Ma davvero faccio fatica ad accettare che si possa essere tanto tenaci nel battere strade sbagliate e nel resistere in modo tanto inossidabile a proposte fortemente motivate e largamente sostenute come quelle che già erano venute dal nostro Presidente della Repubblica e da altri, riprese poi dal Gruppo Spinelli (costituitosi a Bruxelles settimane fa) e fatte valere infine nella riunione del Consiglio europeo di venerdì da Mario Monti.

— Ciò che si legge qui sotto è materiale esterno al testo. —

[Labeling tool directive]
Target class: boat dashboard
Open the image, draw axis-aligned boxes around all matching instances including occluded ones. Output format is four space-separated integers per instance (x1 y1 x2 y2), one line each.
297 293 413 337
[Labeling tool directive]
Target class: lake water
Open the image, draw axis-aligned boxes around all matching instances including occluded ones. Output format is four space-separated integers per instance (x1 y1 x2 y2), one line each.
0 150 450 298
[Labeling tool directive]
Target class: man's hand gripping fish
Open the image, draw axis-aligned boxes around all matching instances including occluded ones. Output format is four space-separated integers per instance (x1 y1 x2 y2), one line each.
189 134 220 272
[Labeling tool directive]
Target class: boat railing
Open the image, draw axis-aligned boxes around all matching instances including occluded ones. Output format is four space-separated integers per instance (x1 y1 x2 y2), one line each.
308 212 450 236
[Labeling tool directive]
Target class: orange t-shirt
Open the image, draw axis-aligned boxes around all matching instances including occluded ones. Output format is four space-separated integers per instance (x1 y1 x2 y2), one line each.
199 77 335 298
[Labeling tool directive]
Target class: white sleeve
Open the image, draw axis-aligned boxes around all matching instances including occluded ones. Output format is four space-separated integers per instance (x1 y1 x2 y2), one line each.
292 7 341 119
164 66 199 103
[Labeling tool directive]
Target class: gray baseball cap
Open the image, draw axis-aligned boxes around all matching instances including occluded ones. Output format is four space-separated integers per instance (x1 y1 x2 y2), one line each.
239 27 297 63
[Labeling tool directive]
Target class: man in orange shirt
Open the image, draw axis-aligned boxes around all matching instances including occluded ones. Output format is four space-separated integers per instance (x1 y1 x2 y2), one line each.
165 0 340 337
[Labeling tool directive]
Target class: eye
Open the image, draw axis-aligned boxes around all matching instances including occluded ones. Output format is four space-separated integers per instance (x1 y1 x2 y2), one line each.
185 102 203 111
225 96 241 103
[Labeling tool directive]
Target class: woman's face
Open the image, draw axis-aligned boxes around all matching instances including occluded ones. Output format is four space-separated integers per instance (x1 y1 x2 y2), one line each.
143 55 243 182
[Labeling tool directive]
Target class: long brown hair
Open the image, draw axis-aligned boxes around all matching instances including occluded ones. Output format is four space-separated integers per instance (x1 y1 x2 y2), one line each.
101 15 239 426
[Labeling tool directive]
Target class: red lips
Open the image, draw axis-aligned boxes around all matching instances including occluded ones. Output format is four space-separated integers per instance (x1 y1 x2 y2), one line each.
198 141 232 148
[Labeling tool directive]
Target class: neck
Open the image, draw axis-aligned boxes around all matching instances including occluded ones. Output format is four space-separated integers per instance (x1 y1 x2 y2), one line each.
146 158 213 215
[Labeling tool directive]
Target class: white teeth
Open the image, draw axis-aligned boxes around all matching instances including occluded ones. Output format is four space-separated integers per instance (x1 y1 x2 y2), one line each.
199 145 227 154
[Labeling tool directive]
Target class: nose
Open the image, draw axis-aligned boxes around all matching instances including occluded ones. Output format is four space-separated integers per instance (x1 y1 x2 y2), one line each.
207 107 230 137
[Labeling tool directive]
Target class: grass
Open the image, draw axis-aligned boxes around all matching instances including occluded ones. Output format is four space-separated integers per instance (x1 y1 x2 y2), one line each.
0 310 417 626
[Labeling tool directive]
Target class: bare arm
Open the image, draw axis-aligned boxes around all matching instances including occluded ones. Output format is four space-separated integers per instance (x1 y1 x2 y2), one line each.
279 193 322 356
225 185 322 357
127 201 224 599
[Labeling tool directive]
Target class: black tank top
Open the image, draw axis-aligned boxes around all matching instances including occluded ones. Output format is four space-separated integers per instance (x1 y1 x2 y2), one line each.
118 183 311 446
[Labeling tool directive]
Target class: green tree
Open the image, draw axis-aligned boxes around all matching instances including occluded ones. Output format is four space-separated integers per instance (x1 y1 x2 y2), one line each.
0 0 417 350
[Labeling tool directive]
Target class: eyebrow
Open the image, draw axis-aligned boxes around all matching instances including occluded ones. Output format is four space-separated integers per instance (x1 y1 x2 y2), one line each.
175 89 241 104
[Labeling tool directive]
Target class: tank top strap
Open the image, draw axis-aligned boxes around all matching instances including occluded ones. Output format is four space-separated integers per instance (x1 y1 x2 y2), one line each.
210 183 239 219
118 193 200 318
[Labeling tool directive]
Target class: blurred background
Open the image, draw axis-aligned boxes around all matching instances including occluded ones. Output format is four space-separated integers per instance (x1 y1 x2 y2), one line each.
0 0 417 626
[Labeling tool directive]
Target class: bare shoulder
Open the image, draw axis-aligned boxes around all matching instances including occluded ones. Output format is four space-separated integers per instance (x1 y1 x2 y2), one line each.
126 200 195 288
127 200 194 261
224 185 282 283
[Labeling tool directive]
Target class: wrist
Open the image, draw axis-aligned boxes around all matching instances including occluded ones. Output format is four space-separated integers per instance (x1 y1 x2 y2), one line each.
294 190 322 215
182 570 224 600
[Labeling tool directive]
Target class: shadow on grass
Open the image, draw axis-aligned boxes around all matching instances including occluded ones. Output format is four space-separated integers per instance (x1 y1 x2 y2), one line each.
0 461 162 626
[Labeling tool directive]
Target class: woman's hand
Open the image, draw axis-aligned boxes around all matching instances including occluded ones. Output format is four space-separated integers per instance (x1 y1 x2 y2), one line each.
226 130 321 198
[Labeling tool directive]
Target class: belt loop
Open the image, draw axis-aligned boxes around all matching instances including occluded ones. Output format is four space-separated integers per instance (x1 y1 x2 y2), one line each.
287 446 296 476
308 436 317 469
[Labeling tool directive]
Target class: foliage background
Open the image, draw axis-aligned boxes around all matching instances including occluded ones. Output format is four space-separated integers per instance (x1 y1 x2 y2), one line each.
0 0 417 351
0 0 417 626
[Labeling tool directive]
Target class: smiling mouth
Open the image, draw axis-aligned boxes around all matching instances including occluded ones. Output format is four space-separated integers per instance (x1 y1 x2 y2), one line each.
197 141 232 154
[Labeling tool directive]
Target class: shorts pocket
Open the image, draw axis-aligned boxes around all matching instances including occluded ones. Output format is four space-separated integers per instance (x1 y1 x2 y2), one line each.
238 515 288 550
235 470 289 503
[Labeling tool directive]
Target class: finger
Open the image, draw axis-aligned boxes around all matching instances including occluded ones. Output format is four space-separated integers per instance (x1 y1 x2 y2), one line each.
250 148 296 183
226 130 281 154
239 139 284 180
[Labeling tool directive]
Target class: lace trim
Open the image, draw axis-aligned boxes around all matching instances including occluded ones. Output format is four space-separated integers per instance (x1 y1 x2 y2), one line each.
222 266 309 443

Intanto c'è stata l'inutile messa in scena della proposta di modificare il Trattato per le stesse misure di disciplina fiscale che la Germania ritiene urgenti. Non erano stati certo dei geni coloro che avevano preavvertito che su una proposta del genere sarebbe saltato il Primo Ministro inglese, ponendo gli altri davanti a un pericolosissimo scivolo: quello di accettare le sue pesanti condizioni, salvo assistere poi a un suo referendum interno, che avrebbe bocciato la riforma e magari deciso la stessa uscita della Gran Bretagna dall'Unione.

Siccome lo sapevano tutti che questa era la prospettiva più probabile ed è quindi altrettanto probabile che lo sapessero anche la Merkl e Sarkozy, come non desumerne che la proposta di modificare il Trattato sia stata avanzata al solo scopo di doverla ritirare, per aprire la strada all'accordo intergovernativo che era in realtà il vero scopo sin dall'inizio? Una volta adottata la premessa che per dare disciplina alla zona euro serviva modificare il Trattato, suona così ragionevole biasimare la perfida Albione e far sembrare una necessità dovuta alla sua protervia quella di doversi adattare a un accordo intergovernativo!

Il fatto si è che per rafforzare la zona euro non era affatto necessario modificare il Trattato, bastava applicarne le clausole che riguardano la stessa zona euro, più, eventualmente, la clausola di flessibilità. Il comunicato conclusivo del Consiglio di venerdì indica tra le cose da fare con priorità il rafforzamento per i paesi dell'euro delle procedure e delle sanzioni previste dall'art.126 del Trattato per i disavanzi eccessivi di tutti gli Stati membri. È esattamente ciò che già consente di fare l'art.136 dello stesso Trattato.
Perché allora si è voluto l'accordo intergovernativo con tanta tenacia? Temo che abbiano pesato soprattutto ragioni di politica interna tedesca e quindi il bisogno di convincere la Germania che il suo governo ha la forza di imporre la disciplina anche a quei paesi che, nell'immaginario tedesco, da soli non la saprebbero mai adottare. Le più anonime procedure comunitarie offrono meno visibilità a questi fini.